Um grupo de homens armados com armas automáticas abriu fogo para assassinar um membro de uma gangue rival do outro lado da estrada. Zelaya, então com 20 anos, foi pega na linha de fogo. Ela foi atingida por oito balas, disse sua tia à CNN (responsável por esta reportagem).
“Mas ela não morreu”, relata.
“Então, eles a levaram para o hospital”, lembra Jackelyne Zelaya, lutando para conter as lágrimas.
“O ataque foi por volta das 18h e, quando cheguei ao hospital, às 22h, ela tinha acabado de morrer – seu corpo ainda estava quente”.
A morte de Jocelyn, que privou Marcela, de um ano de idade, de sua mãe, foi apenas um dos milhares de assassinatos naquele ano em El Salvador, um período em que o pequeno país centro-americano de 6 milhões de habitantes teve as maiores taxas de homicídios do mundo, de acordo com o Banco Mundial.
Muitos dos mortos, como Jocelyn, eram espectadores inocentes envolvidos numa guerra territorial entre duas enormes gangues criminosas, a Mara Salvatrucha e o Barrio 18.
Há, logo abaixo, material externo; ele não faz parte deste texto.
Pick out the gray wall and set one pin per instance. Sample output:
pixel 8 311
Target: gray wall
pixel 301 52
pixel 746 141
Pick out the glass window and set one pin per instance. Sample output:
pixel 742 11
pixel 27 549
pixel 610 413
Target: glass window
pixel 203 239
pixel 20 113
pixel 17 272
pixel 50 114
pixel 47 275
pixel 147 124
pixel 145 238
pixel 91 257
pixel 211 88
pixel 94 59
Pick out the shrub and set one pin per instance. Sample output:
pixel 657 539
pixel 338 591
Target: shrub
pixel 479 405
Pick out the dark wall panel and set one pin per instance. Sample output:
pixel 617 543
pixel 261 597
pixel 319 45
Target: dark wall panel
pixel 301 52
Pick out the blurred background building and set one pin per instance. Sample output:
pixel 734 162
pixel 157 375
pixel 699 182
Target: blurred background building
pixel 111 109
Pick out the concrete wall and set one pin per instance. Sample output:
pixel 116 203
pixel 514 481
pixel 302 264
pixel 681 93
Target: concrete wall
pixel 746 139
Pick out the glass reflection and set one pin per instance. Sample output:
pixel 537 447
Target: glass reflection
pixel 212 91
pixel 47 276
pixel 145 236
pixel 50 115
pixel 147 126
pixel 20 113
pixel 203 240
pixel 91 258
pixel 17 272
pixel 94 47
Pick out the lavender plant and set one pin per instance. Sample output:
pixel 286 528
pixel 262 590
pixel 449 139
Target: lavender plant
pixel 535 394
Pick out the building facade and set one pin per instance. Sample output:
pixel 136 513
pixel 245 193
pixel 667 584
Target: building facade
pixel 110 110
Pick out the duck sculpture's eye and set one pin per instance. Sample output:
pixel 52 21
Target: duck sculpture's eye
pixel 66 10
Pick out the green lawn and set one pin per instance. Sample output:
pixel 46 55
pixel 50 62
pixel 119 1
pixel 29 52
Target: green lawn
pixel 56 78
Até hoje, Zelaya não sabe qual gangue foi responsável pela morte de sua sobrinha. “Ficamos sozinhos em nossa dor. Nós a enterramos e criamos sua filha tendo que explicar por que sua mãe não está aqui”, diz ela.
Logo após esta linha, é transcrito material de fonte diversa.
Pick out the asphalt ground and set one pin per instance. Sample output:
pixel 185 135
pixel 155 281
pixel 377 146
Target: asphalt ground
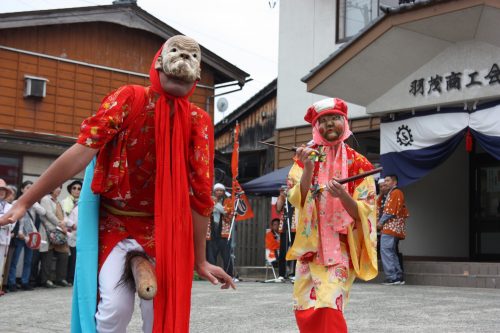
pixel 260 307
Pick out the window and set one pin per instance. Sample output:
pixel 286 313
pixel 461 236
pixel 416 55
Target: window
pixel 10 168
pixel 354 15
pixel 35 86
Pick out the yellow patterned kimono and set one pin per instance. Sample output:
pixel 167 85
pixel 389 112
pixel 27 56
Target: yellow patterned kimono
pixel 319 286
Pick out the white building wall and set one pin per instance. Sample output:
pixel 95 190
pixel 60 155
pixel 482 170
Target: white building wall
pixel 439 209
pixel 306 37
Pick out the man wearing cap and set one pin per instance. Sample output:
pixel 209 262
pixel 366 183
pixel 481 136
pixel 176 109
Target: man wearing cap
pixel 155 165
pixel 336 231
pixel 392 226
pixel 70 208
pixel 5 230
pixel 218 230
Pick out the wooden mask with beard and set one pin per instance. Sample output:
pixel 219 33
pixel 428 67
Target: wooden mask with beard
pixel 180 59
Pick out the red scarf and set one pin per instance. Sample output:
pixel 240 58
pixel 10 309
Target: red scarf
pixel 173 223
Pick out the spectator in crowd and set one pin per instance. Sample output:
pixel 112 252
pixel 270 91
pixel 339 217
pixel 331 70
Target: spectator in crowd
pixel 5 231
pixel 71 224
pixel 10 199
pixel 74 190
pixel 273 241
pixel 218 230
pixel 22 229
pixel 287 222
pixel 69 205
pixel 53 219
pixel 392 224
Mas, como muitos outros que perderam os seus entes queridos, ela sabe a quem atribui o crédito por enfrentar essas gangues: Nayib Bukele, o presidente, homem forte do país e autodenominado “o ditador mais legal do mundo” e “rei filósofo”.
Apesar de ter sido criticado por opositores e organizações internacionais de direitos humanos por alegados abusos em grande escala dos direitos humanos na sua repressão ao crime, Bukele é favorito para a reeleição quando El Salvador for às urnas neste domingo.
“O Método Bukele”
Político astuto, Bukele começou sua corrida ao poder enquanto a agência de publicidade de sua família trabalhava para o governo da FMLN, o antigo grupo guerrilheiro da Guerra Civil que venceria duas eleições presidenciais, em 2009 e 2014.
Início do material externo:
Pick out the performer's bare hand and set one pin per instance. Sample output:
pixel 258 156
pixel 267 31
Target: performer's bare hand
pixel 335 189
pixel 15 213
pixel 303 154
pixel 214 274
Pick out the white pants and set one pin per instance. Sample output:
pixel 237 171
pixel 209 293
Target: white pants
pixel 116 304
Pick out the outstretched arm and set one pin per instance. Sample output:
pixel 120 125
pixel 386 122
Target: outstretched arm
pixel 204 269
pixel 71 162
Mas a verdadeira ascensão de Bukele ao auge levaria um salto depois de ser expulso pelo seu partido em 2017 e se tornar um outsider.
Como tal, venceu as eleições de 2019 na primeira tentativa, com a promessa de livrar o país da corrupção e do suborno.
O jovem de 37 anos rapidamente ganhou reputação como disruptor e inovador.
Ele adotou o bitcoin como moeda legal em El Salvador em 2021 e convidou seus amigos do mundo da tecnologia para surfar no Pacífico.
Mas, acima de tudo, foi a repressão feroz de Bukele às gangues criminosas que alimentou sua popularidade tanto no mercado interno quanto em toda a América Latina, tornando-o o grande favorito neste domingo (04).
Bukele ostenta uma das taxas de aprovação mais altas da América Latina, ultrapassando regularmente os 70% na maioria das pesquisas independentes.
A oposição, entretanto, está espalhada por vários candidatos. Sob Bukele, a taxa de homicídios em El Salvador despencou.
Um ano depois de ele chegar ao poder, o número caiu para apenas um terço do que era em 2017, ano em que Jocelyn Zelaya foi morta.
Hoje, afirma o governo, são menos de dois assassinatos a cada 100.000 pessoas – uma taxa de homicídios inferior à dos Estados Unidos, embora ONG nacionais e internacionais tenham manifestado dúvidas sobre a transparência dos números do governo.
Parte desse sucesso inicial pode ser atribuído à pandemia de Covid-19, mas poucos duvidam da influência do que desde então passou a ser conhecido em toda a América Latina como o “Método Bukele”.
Em março de 2022, um surto de violência de gangues que matou 62 pessoas em um único dia deixou Bukele enfrentando a crise mais sangrenta da sua presidência.
Ele respondeu introduzindo poderes de emergência que, segundo ele, lidariam com as gangues de uma vez por todas.
No ano passado, uma investigação do Departamento de Justiça dos EUA revelada num tribunal de Nova York afirmou que Bukele estava a negociar secretamente uma trégua com as mesmos gangues que afirmava combater, mas o estado de emergência não foi revogado.
Bukele negou ter negociado com as gangues.
As garantias constitucionais foram suspensas, permitindo à polícia deter uma pessoa sem acusação formal por até 15 dias e grampear o telefone de qualquer pessoa sem ordem judicial.
O Exército foi mobilizado e o número de detenções disparou.
No início de 2023, o governo de Bukele construiu um amplo complexo penitenciário com capacidade para até 40 mil presos, apelidado de “Centro para o Confinamento de Terroristas”.
Mas nem todo mundo é fã.
Os críticos acusam Bukele de cometer imprudentemente violações dos direitos humanos em grande escala na sua luta contra as gangues e de desmantelar os freios e contrapesos do país ao atacar os poderes Legislativo e Judicial de El Salvador.
Quase dois anos após os assassinatos de março, o estado de emergência e a restrição das liberdades civis em El Salvador permanecem em vigor após múltiplas renovações aprovadas mensalmente pelo Congresso.
Ainda mais pessoas estão agora na prisão — mais de 75.000 em janeiro.
Assim, embora El Salvador já não enfrente taxas recordes de homicídios, agora ostenta a maior taxa de encarceramento do mundo.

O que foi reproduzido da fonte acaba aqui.